This is what you’d find on most texture websites. It’s a standard photo that you’d get if you stood in front of the material and photographed it. Diffuse maps contain already build light and shadow information.
Albedo texture is very similar to a diffuse map, but with one extra benefit: all the shadows and highlights have been removed. Simpler version of the diffuse map which gives you the freedom to manipulate and create light and shadow information using PBR shaders.
(People also call it: ”The new diffuse”)
ID map is a texture that defines areas of your UVs that belong to different materials. It is used mostly in procedural texturing like allegorithmic’s substance designer/painter and quixel’s DDO in order to create masks for areas that are metal, leather, cloth, skin, etc and makes sure that those material values only exist within the specified color given in the ID map
A normal map is commonly used to fake high-resolution details on a low-resolution model. Each pixel of the map stores the surface information of the original high-res mesh. This creates the illusion of more surface detail or better curvature. However, the silhouette of the model doesn’t change.
The most commonly used is called a Tangent Space normal map
(The blue coloured one)
Bump maps are greyscale images. They create the illusion of depth on the surface of a model using a very simple lighting trick. When values get brighter, details appear to pull out of the surface. When values get darker, they appear to be pushing into the surface. Bump maps are great for creating tiny details on a model. The problem with bump maps is that they break pretty easily if the camera views them from the wrong angle.
Creating parallax mapped materials always starts with creating a height map. Each pixel’s texture coordinates are adjusted at render-time to create an illusion of depth as the viewer’s eye moves across a scene.
The virtue of parallax mapping is efficiency. It is the cheapest real-time technique for displacement mapping. As a rule, parallax mapping looks good on walls and floors.
Technique that aims to render bumps as true geometry. Unlike bump mapping, normal, parallax which tries to “fake” bumps Displacement mapping actually displaces the surface with real geometry based on black and white values of the texture map itself.
A specularity map defines how strong the textured surface will ‘shine’ at a certain position.

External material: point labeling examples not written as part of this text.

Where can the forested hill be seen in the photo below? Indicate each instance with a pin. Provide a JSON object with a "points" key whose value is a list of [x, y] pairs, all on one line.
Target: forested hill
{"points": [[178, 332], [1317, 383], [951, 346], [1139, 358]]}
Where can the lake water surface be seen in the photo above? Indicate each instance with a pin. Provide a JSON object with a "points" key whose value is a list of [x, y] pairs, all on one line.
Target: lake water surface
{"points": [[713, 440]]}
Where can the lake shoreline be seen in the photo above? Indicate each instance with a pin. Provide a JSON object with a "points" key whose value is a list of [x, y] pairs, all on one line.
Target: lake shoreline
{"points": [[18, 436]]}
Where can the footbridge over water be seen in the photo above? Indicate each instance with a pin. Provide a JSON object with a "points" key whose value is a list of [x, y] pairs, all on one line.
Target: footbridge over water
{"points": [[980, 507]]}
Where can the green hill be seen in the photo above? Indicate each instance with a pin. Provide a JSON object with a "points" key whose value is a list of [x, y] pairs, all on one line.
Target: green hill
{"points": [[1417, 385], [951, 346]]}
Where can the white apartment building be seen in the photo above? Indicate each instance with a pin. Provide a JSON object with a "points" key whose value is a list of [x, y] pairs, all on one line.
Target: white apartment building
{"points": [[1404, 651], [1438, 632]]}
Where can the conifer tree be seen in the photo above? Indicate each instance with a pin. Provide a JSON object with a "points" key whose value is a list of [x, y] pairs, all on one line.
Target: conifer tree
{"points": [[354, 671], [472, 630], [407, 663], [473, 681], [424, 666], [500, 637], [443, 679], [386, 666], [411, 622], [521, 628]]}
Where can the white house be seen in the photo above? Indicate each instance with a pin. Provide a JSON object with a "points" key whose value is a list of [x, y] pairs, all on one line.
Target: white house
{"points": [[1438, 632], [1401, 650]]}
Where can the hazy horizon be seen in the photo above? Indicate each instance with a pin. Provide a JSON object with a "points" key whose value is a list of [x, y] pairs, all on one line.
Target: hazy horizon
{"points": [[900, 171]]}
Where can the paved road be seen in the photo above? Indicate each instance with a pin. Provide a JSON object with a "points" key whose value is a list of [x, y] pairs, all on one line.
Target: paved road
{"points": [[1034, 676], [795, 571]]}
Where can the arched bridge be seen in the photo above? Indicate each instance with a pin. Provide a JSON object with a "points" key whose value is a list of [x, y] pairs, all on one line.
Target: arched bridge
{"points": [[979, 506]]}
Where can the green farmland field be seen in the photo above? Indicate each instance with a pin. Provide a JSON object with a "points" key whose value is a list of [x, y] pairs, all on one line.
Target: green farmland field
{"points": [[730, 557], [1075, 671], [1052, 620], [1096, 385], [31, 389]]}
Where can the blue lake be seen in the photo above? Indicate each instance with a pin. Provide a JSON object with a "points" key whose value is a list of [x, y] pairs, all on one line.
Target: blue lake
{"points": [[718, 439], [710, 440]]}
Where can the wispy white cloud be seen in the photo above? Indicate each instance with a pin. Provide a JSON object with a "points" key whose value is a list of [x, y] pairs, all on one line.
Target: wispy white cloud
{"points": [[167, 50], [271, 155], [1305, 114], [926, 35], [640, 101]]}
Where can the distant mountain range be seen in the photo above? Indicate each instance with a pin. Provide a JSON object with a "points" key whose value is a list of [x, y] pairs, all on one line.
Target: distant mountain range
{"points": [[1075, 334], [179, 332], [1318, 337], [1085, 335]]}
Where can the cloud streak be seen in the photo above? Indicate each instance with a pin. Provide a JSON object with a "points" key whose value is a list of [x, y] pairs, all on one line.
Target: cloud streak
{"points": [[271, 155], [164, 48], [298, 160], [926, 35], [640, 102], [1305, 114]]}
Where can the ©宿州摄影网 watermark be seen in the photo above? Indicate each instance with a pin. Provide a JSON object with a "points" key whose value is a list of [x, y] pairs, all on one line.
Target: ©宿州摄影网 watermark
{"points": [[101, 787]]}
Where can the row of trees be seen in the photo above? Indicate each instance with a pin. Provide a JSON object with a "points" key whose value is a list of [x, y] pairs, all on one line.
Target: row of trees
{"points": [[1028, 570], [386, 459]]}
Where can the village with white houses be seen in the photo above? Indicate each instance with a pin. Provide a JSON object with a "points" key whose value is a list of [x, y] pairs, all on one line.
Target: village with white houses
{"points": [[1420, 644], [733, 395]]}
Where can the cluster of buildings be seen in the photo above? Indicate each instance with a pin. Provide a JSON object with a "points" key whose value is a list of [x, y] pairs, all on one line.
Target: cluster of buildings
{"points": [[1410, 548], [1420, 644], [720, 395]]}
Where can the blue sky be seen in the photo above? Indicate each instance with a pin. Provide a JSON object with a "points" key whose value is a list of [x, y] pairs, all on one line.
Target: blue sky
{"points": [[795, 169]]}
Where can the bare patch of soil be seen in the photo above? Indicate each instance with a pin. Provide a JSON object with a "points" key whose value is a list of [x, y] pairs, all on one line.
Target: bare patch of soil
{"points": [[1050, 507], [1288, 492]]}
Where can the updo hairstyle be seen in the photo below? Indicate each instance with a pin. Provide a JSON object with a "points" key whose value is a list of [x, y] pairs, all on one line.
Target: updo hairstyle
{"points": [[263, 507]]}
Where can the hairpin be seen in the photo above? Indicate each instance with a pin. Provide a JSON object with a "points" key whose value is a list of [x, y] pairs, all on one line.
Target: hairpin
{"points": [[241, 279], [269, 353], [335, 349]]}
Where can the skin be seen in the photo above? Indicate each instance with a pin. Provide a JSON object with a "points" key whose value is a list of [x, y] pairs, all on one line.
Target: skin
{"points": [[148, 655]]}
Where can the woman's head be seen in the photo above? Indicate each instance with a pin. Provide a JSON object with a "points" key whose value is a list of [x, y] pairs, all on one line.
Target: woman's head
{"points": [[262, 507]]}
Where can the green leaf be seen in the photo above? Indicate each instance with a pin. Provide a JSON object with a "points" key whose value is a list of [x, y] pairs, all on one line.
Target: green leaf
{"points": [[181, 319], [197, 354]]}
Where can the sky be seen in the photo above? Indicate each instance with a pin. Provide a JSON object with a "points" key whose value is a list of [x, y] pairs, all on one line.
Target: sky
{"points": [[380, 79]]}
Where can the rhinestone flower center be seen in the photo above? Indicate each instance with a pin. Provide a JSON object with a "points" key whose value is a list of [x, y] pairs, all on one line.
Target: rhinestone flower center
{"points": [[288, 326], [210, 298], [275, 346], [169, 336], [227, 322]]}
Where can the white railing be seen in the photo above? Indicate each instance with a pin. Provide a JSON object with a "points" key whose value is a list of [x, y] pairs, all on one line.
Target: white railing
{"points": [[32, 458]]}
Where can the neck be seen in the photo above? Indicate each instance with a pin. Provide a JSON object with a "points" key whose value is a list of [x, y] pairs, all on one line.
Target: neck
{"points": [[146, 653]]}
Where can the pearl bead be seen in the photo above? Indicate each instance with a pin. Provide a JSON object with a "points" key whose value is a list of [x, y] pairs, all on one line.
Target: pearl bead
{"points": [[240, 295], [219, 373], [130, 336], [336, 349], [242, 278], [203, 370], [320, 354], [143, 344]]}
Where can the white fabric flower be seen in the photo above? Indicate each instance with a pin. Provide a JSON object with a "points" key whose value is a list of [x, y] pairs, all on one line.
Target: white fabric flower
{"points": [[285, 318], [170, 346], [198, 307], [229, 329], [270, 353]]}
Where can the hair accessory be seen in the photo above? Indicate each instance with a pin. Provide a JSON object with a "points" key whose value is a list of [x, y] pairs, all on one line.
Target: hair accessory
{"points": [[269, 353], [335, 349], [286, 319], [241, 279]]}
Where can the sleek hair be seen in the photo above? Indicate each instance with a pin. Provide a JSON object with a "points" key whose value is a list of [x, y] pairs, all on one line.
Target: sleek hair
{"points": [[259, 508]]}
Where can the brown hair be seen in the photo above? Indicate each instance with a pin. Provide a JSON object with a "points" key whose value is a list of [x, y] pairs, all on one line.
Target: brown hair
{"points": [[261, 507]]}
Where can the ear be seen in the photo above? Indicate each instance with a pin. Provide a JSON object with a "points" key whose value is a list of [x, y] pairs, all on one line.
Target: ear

Most render engines use this information to define the appearance of specular highlights
This not so common map type.
Anisotropy is used to simulate stretched out highlights. In the real world, they are caused by elongated micro-scratches or details that go in the same direction.
Vector displacement displaces on 3 axes of 3 colours, while regular displacement or height along the same normal.
Rarely used, but useful in some cases.
An example would be a mushroom. Mushroom’s cap grows in a certain directions, it cannot be done properly with Height or Displacement map, because they pull the geometry only in one axis (Up) while Vector displacement works with multiple axes (Sides)
Represent how smooth or rough a surface is. Also called Microsurface. Roughness map controls the specular spread, what you need to consider is controlling where the spread happens and to what degree. Good to use for metals, rust, ice, skin, etc.
I have created something which could be beneficial and useful for many artist out there. (Primarily for beginners and mid level)
The following content covers 21 different texture types and their usage. 3D is a huge challenge and texturing has always been an essential element to it.
You will find similar information all around the web, but it’s just much easier to have it all at one place. Isn’t it? I am not covering every texture with detailed and long description. I am just providing you a simple guide with basic rules for each texture type.
Nowadays there are more advanced techniques to achieve realism such as:
3D scanners and Photogrammetry but those are more advanced topics which I don’t have the full knowledge to cover.
I am open to suggestions and criticism if you think something could have been said better from the content below
Height mapping is very similar to displacement map, but it’s usually is applied on a terrain, mountains, and larger scale surfaces where the values are only used to modify the vertex height.
Height mapping usually refers to large scale / tessellation based techniques, where displacement mapping usually refers to small scale / raytracing techniques.
Metalness maps are marking materials look as metallic or non-metallic
Ambient occlusion is simply a simulation of the shadowing caused by objects blocking the ambient light. Because ambient light is environmental, unlike other types of lighting, ambient occlusion does not depend on light direction. As such, it can be pre-computed for static objects.
Cavity maps are narrower version of ambient occlusion, keeping dark shadows to crevices and sharp corners only. Useful for hard surfaces texturing.
Curvature map stores the convexity/concavity of the mesh. It can be used to mask where the surface would get more wear or where sub-surface scattering might occur. You could achive some interesting effects by just putting the curvature map on top of the diffuse and change the mode in Photoshop. Bake with ‘’Crazy Bump’’
Thickness maps are a measurement of how thick/thin a surface is. Typically used for faking light passing through a surface when lit from behind, such as a cat’s ear or a stretched hide. It can be used in a Sub Surface Scattering (SSS) shader or directly in the diffuse/albedo to fake a SSS effect.
Emissive map mimics surfaces that emit light, like a computer monitor, a vehicle dashboard at night, or magical effects.
Transparency maps define how opaque a texture is at a certain position. Bright zones mean ean solid areas, dark zones transparent areas.